With over three decades of experience, the Global Environment Facility (GEF) is a leading multilateral environmental fund that supports developing countries in prioritizing and implementing environmental actions that deliver global environmental benefits. The GEF’s mandate covers a broad range of environmental areas primarily tied to the 1992 Rio conventions and other multilateral environmental agreements: specifically, biodiversity, climate change, international waters, land degradation, and chemicals and waste. According to the June 2025 GEF Corporate Scorecard, since its inception in 1992, the GEF has provided more than $23.0 billion in grants and mobilized an additional $149.0 billion in cofinancing for more than 5,000 projects in 170 countries (GEF Secretariat 2025).
The GEF Trust Fund is replenished every four years; these replenishments are informed by a comprehensive independent assessment of GEF results and performance. There have been seven such overall performance studies of the GEF so far. This Eighth Comprehensive Evaluation of the GEF (OPS8), performed by the GEF’s Independent Evaluation Office (IEO), aims to provide solid evaluative evidence drawn from 34 separate evaluations conducted since OPS7 to inform the negotiations for the ninth replenishment of the GEF (box 1.1).
Specifically, as established in the approach paper approved by the GEF Council in June 2021, the objective of OPS8 is to evaluate the progress made by the GEF since OPS7, the extent to which the GEF is achieving the objectives set out in the GEF-8 Programming Directions (GEF Secretariat 2022a), and to identify potential improvements going into GEF-9.
The audience for OPS8 comprises the GEF donors, the GEF Council, the GEF Assembly, and the GEF partners—including the GEF Secretariat, the GEF Agencies, the GEF Scientific and Technical Advisory Panel (STAP), the convention secretariats and their conferences of the parties, the GEF–Civil Society Organization (CSO) Network—and project proponents from civil society, the public and private sectors, and the academic community.

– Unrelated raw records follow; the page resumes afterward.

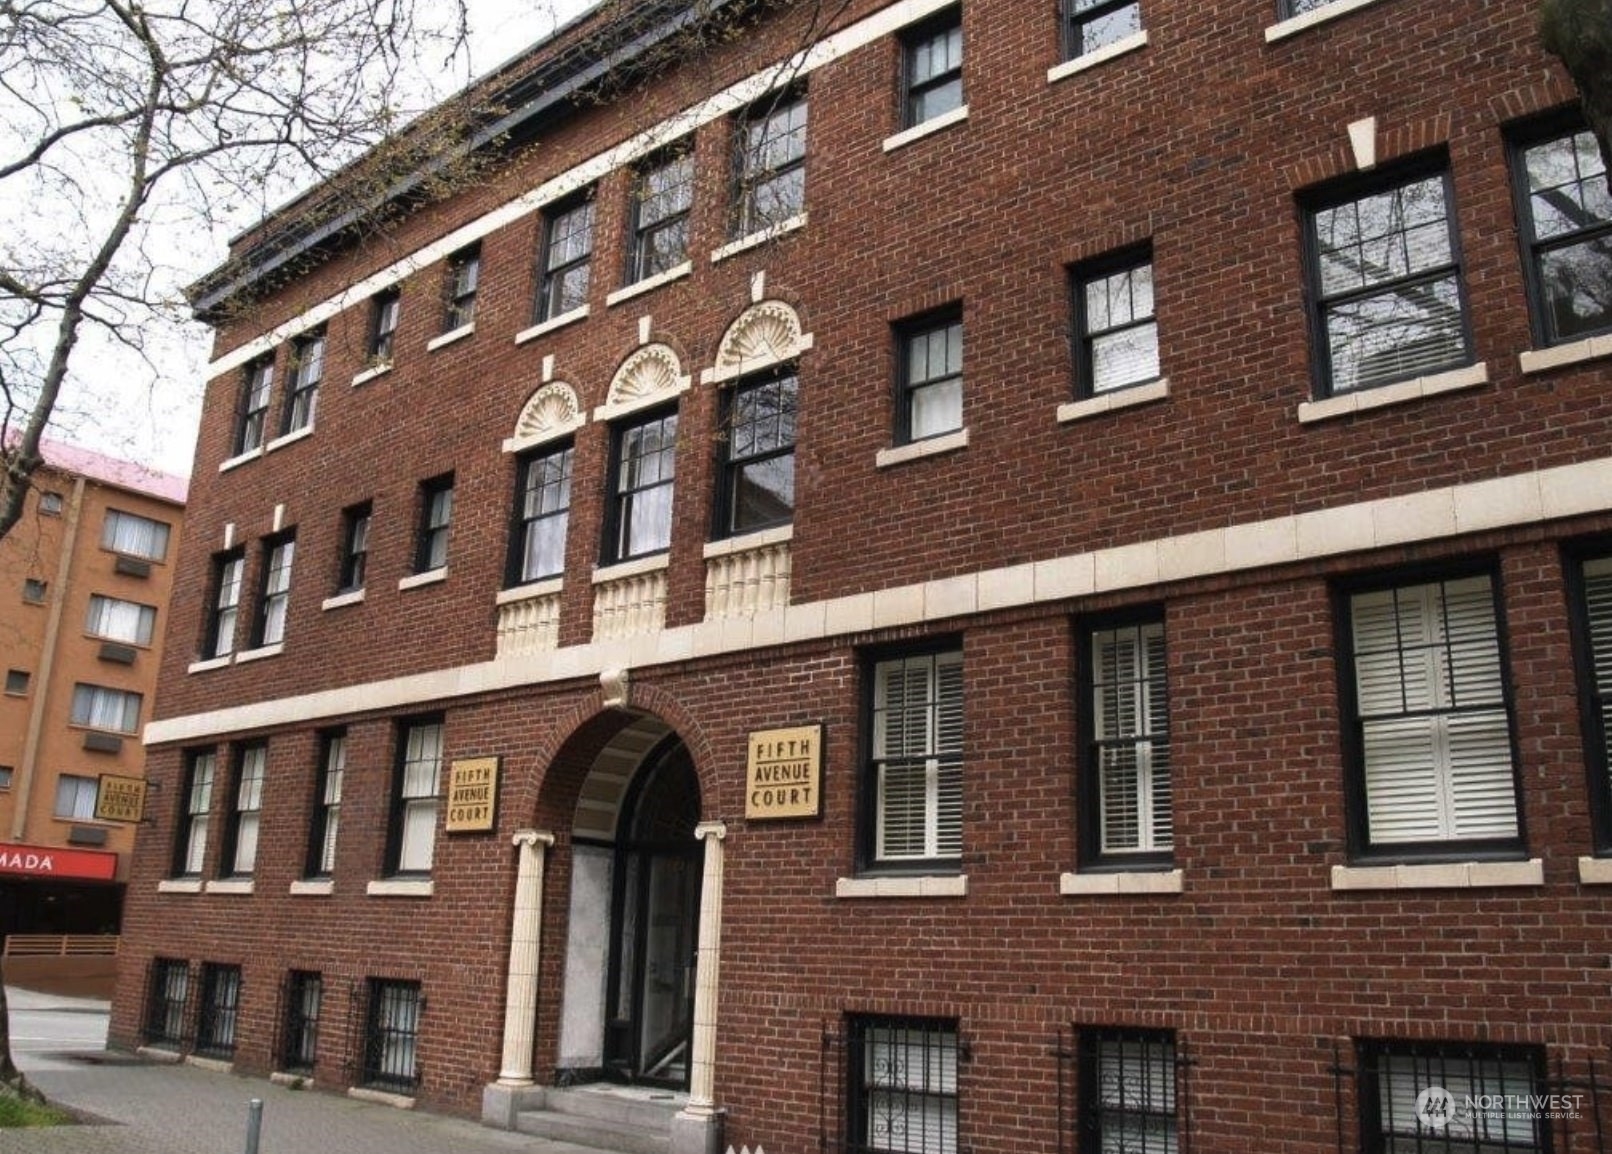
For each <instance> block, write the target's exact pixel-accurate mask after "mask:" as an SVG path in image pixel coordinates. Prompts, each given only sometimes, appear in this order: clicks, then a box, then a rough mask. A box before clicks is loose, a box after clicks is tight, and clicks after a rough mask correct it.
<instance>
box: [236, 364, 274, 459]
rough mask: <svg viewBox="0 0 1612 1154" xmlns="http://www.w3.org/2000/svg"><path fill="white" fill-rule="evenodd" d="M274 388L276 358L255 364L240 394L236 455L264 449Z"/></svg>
mask: <svg viewBox="0 0 1612 1154" xmlns="http://www.w3.org/2000/svg"><path fill="white" fill-rule="evenodd" d="M272 388H274V358H264V359H261V361H253V363H251V364H248V366H247V377H245V382H243V384H242V395H240V424H239V425H237V429H235V453H237V455H240V453H251V451H253V450H256V448H263V429H264V422H266V419H268V413H269V392H271V390H272Z"/></svg>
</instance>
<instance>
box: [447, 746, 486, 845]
mask: <svg viewBox="0 0 1612 1154" xmlns="http://www.w3.org/2000/svg"><path fill="white" fill-rule="evenodd" d="M496 803H498V759H496V758H463V759H461V761H455V762H450V764H448V824H447V832H448V833H480V832H484V830H490V828H492V827H493V809H496Z"/></svg>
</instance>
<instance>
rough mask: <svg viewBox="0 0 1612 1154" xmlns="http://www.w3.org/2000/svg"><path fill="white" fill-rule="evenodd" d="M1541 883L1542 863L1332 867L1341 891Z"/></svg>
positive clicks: (1541, 884)
mask: <svg viewBox="0 0 1612 1154" xmlns="http://www.w3.org/2000/svg"><path fill="white" fill-rule="evenodd" d="M1533 885H1544V862H1543V861H1541V859H1539V857H1531V859H1528V861H1522V862H1431V864H1427V865H1333V867H1332V888H1333V890H1338V891H1343V890H1356V891H1357V890H1478V888H1485V886H1533Z"/></svg>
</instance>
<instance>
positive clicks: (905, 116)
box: [901, 8, 962, 127]
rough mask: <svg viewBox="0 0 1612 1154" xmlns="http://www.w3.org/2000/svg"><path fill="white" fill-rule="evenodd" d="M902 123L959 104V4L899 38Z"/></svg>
mask: <svg viewBox="0 0 1612 1154" xmlns="http://www.w3.org/2000/svg"><path fill="white" fill-rule="evenodd" d="M901 58H903V66H904V85H903V87H904V102H903V103H904V119H903V124H904V126H906V127H914V126H917V124H922V122H924V121H932V119H935V118H937V116H943V114H946V113H949V111H956V110H958V108H962V8H951V10H948V11H945V13H941V15H940V16H937V18H935V19H932V21H929V23H925V24H920V26H917V27H916V29H912V31H911V32H908V34H906V37H904V39H903V52H901Z"/></svg>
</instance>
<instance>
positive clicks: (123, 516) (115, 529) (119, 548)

This chapter of the OPS8 report sets the stage for understanding the evaluation by outlining its purpose, scope, approach, and methodology. It also provides essential background on the GEF as an institution, including progress made since OPS7. The chapter opens with a snapshot of the global environmental challenges and constraints the GEF must navigate—ranging from the unprecedented loss of ecosystems and biodiversity to climate change; chemical pollution; increasing pressure on forests, oceans, and wildlife; as well as persistent poverty, unemployment, social exclusion, and widening inequality.